For more than fifty-five years, Ron Nagle has asserted his quixotic mind and humor throughout a wildly creative life in both sculpture and, perhaps lesser known to art audiences, music. His latest exhibition, “Necessary Obstacles,” presents eighteen new characteristically small objects fashioned from clay, epoxy resin, and catalyzed polyurethane, along with six drawings. Having investigated the cup form’s possibilities for decades, Nagle constructs grotto-like microarchitectures less than six inches high in these recent works, which delineate exterior/interior divides.
Some sculptures evoke biomorphic huts, while colorfully offset slit openings tease unviewable recesses in other pieces. Inspired by the Japanese shibui aesthetic, the artist holds contradiction close at hand, contrasting rough textured clay slabs with smooth and viscous nonceramic materials that spill over their squared-off edges—liquids locked into a fixed position, like frozen syrups or melted wax sealings. Only the Homely, 2021, riffs on the title of a Roy Orbison song and reflects the sculptor’s jocosity. Its foregrounded protuberance of raw broken clay serves as a reminder of his study under legendary ceramics maverick Peter Voulkos. Nagle’s obsessive firing and finishing techniques can produce otherworldly qualities that emphasize the more graphic elements of his output. The cerulean cube of stuccoed and pitted clay in Silent Witness, 2021, appears resolutely two-dimensional, a kind of reverse trompe l’oeil that resembles a chromatized lunar surface photo.

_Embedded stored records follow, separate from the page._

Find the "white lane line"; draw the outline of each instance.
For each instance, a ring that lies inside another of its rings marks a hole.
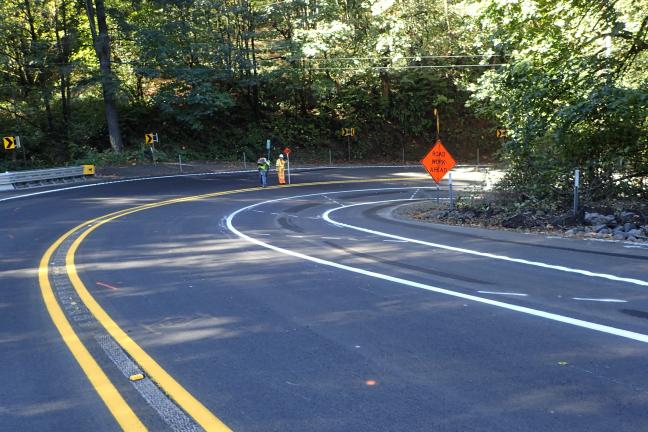
[[[495,294],[495,295],[509,295],[509,296],[519,296],[527,297],[528,294],[523,293],[512,293],[512,292],[499,292],[499,291],[477,291],[480,294]]]
[[[384,242],[388,243],[407,243],[407,240],[383,240]]]
[[[342,240],[342,237],[322,237],[324,240]]]
[[[628,303],[627,300],[611,299],[611,298],[581,298],[581,297],[572,297],[572,300],[580,301],[594,301],[594,302],[605,302],[605,303]]]
[[[414,191],[414,193],[412,194],[412,196],[409,197],[409,199],[414,199],[414,197],[416,196],[416,194],[419,193],[419,190],[420,190],[420,189],[416,189],[416,190]]]
[[[440,287],[436,287],[436,286],[432,286],[432,285],[426,285],[426,284],[423,284],[423,283],[410,281],[410,280],[399,278],[399,277],[389,276],[389,275],[386,275],[386,274],[377,273],[377,272],[373,272],[373,271],[369,271],[369,270],[364,270],[364,269],[361,269],[361,268],[358,268],[358,267],[352,267],[352,266],[345,265],[345,264],[338,264],[338,263],[335,263],[335,262],[332,262],[332,261],[327,261],[327,260],[324,260],[324,259],[321,259],[321,258],[316,258],[316,257],[310,256],[310,255],[300,253],[300,252],[295,252],[293,250],[273,246],[273,245],[265,243],[265,242],[263,242],[263,241],[261,241],[259,239],[252,238],[252,237],[242,233],[241,231],[239,231],[238,229],[236,229],[234,227],[233,220],[236,217],[236,215],[238,215],[239,213],[250,210],[250,209],[252,209],[254,207],[257,207],[259,205],[262,205],[262,204],[274,203],[274,202],[281,201],[281,200],[284,200],[284,199],[288,199],[288,198],[280,198],[278,200],[264,201],[264,202],[260,202],[260,203],[253,204],[251,206],[243,207],[243,208],[240,208],[240,209],[236,210],[235,212],[233,212],[233,213],[231,213],[230,215],[227,216],[227,228],[232,233],[237,235],[239,238],[241,238],[241,239],[243,239],[243,240],[245,240],[247,242],[254,243],[254,244],[258,245],[258,246],[261,246],[261,247],[264,247],[264,248],[267,248],[267,249],[271,249],[271,250],[274,250],[275,252],[279,252],[279,253],[282,253],[282,254],[285,254],[285,255],[293,256],[295,258],[300,258],[300,259],[311,261],[311,262],[314,262],[314,263],[317,263],[317,264],[321,264],[321,265],[325,265],[325,266],[329,266],[329,267],[334,267],[334,268],[337,268],[337,269],[340,269],[340,270],[346,270],[346,271],[353,272],[353,273],[362,274],[362,275],[365,275],[365,276],[369,276],[369,277],[373,277],[373,278],[376,278],[376,279],[381,279],[381,280],[397,283],[397,284],[400,284],[400,285],[406,285],[406,286],[410,286],[410,287],[413,287],[413,288],[424,289],[424,290],[431,291],[431,292],[436,292],[436,293],[439,293],[439,294],[445,294],[445,295],[449,295],[449,296],[452,296],[452,297],[457,297],[457,298],[461,298],[461,299],[465,299],[465,300],[471,300],[471,301],[475,301],[475,302],[478,302],[478,303],[484,303],[484,304],[488,304],[488,305],[491,305],[491,306],[496,306],[496,307],[499,307],[499,308],[524,313],[524,314],[527,314],[527,315],[532,315],[532,316],[536,316],[536,317],[540,317],[540,318],[545,318],[545,319],[548,319],[548,320],[551,320],[551,321],[561,322],[561,323],[569,324],[569,325],[576,326],[576,327],[586,328],[586,329],[601,332],[601,333],[611,334],[611,335],[620,336],[620,337],[627,338],[627,339],[636,340],[636,341],[643,342],[643,343],[648,343],[648,335],[645,335],[645,334],[642,334],[642,333],[637,333],[637,332],[633,332],[633,331],[629,331],[629,330],[623,330],[623,329],[616,328],[616,327],[611,327],[611,326],[607,326],[607,325],[603,325],[603,324],[597,324],[597,323],[593,323],[593,322],[589,322],[589,321],[584,321],[584,320],[581,320],[581,319],[571,318],[571,317],[564,316],[564,315],[558,315],[558,314],[551,313],[551,312],[545,312],[545,311],[538,310],[538,309],[532,309],[532,308],[529,308],[529,307],[518,306],[518,305],[514,305],[514,304],[510,304],[510,303],[504,303],[504,302],[501,302],[501,301],[491,300],[491,299],[483,298],[483,297],[478,297],[478,296],[474,296],[474,295],[471,295],[471,294],[464,294],[464,293],[457,292],[457,291],[451,291],[451,290],[448,290],[448,289],[445,289],[445,288],[440,288]]]
[[[253,211],[254,213],[265,213],[265,212],[262,211],[262,210],[252,210],[252,211]]]
[[[306,236],[303,236],[303,235],[287,235],[286,237],[292,237],[292,238],[306,238]]]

The bizarre scenarios Nagle conjures in sculpture match the strange character studies in his songwriting (such as 1970’s “Sister Cora,” a throat-fraying rocker seemingly about a faith healer), yet a full story is always elusive. (He states that art “gave me my own secret life.”) Thankfully he shares some enigmas and would-be private jokes with us in his precise but mischievous pieces: He is a trickster working within limitations, finding fresh arrangements each time. Nagle has pulled off the feat of being consistently weird, never devolving into predictable shenanigans.